The agency also acknowledged unequivocally that the virus can be transmitted by people who do not have symptoms.
The admission came after a push by more than 200 experts prompted the agency to update its description of how the virus is spread. The agency now says transmission of the virus by aerosols, or tiny droplets, may have been responsible for “outbreaks of Covid-19 reported in some closed settings, such as restaurants, nightclubs, places of worship or places of work where people may be shouting, talking, or singing.”
The W.H.O. still largely emphasizes the spread of the virus by larger droplets that are coughed or inhaled, or from contact with a contaminated surface, also known as “fomite transmission.” And in a longer document on the scientific evidence, the agency still maintains that “detailed investigations of these clusters suggest that droplet and fomite transmission could also explain human-to-human transmission within these clusters.”

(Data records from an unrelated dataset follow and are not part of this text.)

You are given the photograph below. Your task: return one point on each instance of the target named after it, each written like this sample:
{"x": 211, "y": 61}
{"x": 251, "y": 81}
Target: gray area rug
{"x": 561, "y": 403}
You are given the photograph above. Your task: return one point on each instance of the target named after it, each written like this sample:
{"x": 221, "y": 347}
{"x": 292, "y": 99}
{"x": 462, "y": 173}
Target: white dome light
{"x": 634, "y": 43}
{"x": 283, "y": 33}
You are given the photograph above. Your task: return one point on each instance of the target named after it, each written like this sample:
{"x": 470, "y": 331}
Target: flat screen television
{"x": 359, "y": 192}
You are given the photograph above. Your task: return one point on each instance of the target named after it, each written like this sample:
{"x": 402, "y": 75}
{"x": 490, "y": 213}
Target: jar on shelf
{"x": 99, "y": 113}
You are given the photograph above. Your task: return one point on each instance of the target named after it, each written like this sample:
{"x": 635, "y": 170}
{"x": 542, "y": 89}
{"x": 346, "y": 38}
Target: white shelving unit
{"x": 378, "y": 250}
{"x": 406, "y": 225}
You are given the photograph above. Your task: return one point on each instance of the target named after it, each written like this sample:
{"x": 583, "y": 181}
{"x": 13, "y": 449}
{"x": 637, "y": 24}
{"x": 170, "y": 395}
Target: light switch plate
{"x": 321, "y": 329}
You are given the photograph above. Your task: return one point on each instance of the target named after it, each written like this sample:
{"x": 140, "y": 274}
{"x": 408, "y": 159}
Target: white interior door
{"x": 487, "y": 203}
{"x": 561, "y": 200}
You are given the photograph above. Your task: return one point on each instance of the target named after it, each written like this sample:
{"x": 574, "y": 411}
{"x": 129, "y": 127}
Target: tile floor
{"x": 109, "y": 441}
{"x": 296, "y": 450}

In addition to avoiding close contact with infected people and washing hands, people should “avoid crowded places, close-contact settings, and confined and enclosed spaces with poor ventilation,” the W.H.O. has said. It said homes and offices should ensure good ventilation.

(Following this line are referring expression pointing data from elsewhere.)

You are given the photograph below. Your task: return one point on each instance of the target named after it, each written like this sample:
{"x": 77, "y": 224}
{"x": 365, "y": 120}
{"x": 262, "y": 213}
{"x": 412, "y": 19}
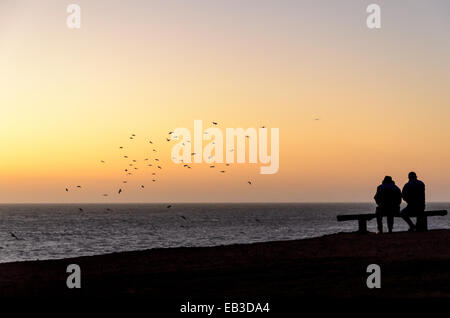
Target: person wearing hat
{"x": 413, "y": 194}
{"x": 388, "y": 199}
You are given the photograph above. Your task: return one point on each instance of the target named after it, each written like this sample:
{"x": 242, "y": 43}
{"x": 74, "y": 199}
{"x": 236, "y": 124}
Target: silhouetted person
{"x": 388, "y": 199}
{"x": 414, "y": 194}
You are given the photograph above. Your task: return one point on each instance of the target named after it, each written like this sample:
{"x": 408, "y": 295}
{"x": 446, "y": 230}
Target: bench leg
{"x": 362, "y": 226}
{"x": 422, "y": 223}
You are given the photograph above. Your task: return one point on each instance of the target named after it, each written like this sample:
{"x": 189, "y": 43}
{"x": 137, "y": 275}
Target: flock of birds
{"x": 132, "y": 166}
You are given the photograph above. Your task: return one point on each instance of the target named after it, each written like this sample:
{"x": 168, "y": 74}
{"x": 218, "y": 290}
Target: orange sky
{"x": 70, "y": 98}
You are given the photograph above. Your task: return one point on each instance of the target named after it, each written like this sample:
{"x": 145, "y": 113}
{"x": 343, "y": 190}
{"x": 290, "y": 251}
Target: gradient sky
{"x": 70, "y": 98}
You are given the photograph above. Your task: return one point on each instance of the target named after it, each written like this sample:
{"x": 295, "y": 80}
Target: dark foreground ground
{"x": 413, "y": 265}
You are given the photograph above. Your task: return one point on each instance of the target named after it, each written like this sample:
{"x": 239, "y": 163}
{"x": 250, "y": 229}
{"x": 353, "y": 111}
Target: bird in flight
{"x": 14, "y": 235}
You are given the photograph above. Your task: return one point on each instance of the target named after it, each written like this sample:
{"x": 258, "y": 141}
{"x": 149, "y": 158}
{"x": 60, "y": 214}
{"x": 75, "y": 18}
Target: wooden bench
{"x": 363, "y": 218}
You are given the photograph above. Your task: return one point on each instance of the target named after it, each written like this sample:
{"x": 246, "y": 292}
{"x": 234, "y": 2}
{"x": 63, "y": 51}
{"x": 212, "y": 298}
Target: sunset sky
{"x": 70, "y": 97}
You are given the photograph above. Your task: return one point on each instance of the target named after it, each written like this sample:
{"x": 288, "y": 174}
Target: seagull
{"x": 14, "y": 235}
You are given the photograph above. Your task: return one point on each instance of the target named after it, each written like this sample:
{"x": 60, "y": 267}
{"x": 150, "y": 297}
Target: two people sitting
{"x": 389, "y": 197}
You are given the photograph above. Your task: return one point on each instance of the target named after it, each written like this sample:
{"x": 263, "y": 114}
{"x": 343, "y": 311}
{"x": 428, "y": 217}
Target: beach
{"x": 413, "y": 265}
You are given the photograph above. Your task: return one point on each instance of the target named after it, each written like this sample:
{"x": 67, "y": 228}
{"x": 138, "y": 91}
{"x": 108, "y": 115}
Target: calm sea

“It is refreshing to see that W.H.O. is now acknowledging that airborne transmission may occur, although it is clear that the evidence must clear a higher bar for this route compared to others,” said Linsey Marr, an aerosol expert at Virginia Tech.

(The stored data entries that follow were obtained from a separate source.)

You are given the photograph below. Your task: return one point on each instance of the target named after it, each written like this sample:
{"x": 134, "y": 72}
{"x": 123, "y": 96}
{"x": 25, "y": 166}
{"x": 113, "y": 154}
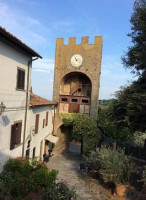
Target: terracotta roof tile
{"x": 10, "y": 37}
{"x": 36, "y": 100}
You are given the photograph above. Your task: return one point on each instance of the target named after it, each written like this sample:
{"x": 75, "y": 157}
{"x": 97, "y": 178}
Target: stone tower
{"x": 77, "y": 76}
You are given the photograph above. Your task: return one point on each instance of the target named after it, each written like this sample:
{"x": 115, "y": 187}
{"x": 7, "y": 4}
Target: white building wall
{"x": 13, "y": 99}
{"x": 36, "y": 138}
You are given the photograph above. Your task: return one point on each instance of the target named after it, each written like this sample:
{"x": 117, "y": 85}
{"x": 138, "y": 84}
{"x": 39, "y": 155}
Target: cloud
{"x": 45, "y": 65}
{"x": 22, "y": 25}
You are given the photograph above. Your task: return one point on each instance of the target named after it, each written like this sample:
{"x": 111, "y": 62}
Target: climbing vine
{"x": 83, "y": 128}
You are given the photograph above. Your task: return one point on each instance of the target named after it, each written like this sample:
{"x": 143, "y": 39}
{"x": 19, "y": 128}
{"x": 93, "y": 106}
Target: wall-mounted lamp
{"x": 2, "y": 108}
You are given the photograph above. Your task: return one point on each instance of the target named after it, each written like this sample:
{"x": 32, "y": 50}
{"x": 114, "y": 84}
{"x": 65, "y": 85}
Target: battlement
{"x": 84, "y": 41}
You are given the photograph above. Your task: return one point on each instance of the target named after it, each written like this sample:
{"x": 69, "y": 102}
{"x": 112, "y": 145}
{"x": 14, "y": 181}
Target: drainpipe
{"x": 27, "y": 91}
{"x": 54, "y": 119}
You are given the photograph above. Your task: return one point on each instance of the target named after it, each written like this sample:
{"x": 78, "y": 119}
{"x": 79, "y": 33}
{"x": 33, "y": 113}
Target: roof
{"x": 36, "y": 100}
{"x": 8, "y": 37}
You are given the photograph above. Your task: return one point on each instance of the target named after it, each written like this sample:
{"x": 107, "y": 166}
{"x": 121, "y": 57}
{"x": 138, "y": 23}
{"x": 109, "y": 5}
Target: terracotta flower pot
{"x": 121, "y": 190}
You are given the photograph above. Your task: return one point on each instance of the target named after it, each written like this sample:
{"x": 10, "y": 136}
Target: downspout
{"x": 54, "y": 119}
{"x": 26, "y": 105}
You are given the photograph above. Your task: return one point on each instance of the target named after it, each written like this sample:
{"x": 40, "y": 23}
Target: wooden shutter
{"x": 20, "y": 79}
{"x": 37, "y": 123}
{"x": 43, "y": 123}
{"x": 52, "y": 119}
{"x": 46, "y": 118}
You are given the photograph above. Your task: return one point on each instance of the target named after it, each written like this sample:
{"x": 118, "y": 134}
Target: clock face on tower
{"x": 76, "y": 60}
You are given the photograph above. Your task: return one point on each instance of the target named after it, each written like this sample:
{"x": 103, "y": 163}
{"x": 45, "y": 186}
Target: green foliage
{"x": 114, "y": 165}
{"x": 43, "y": 177}
{"x": 135, "y": 56}
{"x": 83, "y": 128}
{"x": 61, "y": 191}
{"x": 129, "y": 109}
{"x": 20, "y": 177}
{"x": 110, "y": 126}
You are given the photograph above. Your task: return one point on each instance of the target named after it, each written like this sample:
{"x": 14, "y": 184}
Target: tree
{"x": 135, "y": 57}
{"x": 84, "y": 129}
{"x": 129, "y": 109}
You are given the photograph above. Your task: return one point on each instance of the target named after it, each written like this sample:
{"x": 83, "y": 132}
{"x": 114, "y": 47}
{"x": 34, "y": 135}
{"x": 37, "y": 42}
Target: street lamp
{"x": 2, "y": 107}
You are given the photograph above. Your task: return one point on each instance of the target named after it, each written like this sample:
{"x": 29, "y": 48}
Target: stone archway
{"x": 62, "y": 145}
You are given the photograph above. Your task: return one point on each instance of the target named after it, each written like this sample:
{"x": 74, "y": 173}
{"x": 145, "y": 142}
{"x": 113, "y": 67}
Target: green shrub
{"x": 114, "y": 165}
{"x": 21, "y": 177}
{"x": 83, "y": 129}
{"x": 61, "y": 191}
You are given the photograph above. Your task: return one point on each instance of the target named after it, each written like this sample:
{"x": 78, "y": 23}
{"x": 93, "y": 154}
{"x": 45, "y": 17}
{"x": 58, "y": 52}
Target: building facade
{"x": 77, "y": 76}
{"x": 39, "y": 138}
{"x": 15, "y": 82}
{"x": 76, "y": 82}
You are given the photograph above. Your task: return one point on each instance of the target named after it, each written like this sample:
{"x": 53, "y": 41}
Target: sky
{"x": 39, "y": 22}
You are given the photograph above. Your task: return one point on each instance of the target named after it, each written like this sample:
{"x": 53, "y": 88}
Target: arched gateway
{"x": 76, "y": 79}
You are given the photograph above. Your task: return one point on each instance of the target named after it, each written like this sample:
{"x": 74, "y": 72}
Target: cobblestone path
{"x": 68, "y": 166}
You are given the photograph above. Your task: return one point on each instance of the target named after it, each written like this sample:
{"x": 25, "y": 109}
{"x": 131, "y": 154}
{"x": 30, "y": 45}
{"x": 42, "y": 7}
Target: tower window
{"x": 85, "y": 101}
{"x": 64, "y": 99}
{"x": 20, "y": 79}
{"x": 74, "y": 100}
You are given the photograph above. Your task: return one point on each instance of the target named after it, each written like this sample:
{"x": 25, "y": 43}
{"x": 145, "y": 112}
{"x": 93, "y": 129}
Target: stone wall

Still, the updated guidance is not as extensive as many experts hoped to see.
The W.H.O. had previously maintained that airborne spread is a concern only when health care workers are engaged in certain medical procedures that produce aerosols. But mounting evidence has suggested that in crowded indoor spaces, the virus can stay aloft in the air for hours and infect others when inhaled, and may even seed super-spreader events.
It has been widely accepted for months that seemingly healthy people can spread the virus. But from the beginning of the pandemic, the W.H.O. has maintained that asymptomatic cases were infrequent, and that asymptomatic transmission, while it may occur, was “very rare.”
On Thursday, however, the agency said: “Infected people can transmit the virus both when they have symptoms and when they don’t have symptoms.”
The statement provides an explicit rationale for everyone to wear masks — the W.H.O. endorsed them only in early June, long after most national governments did — and for more widespread testing even of people without apparent symptoms.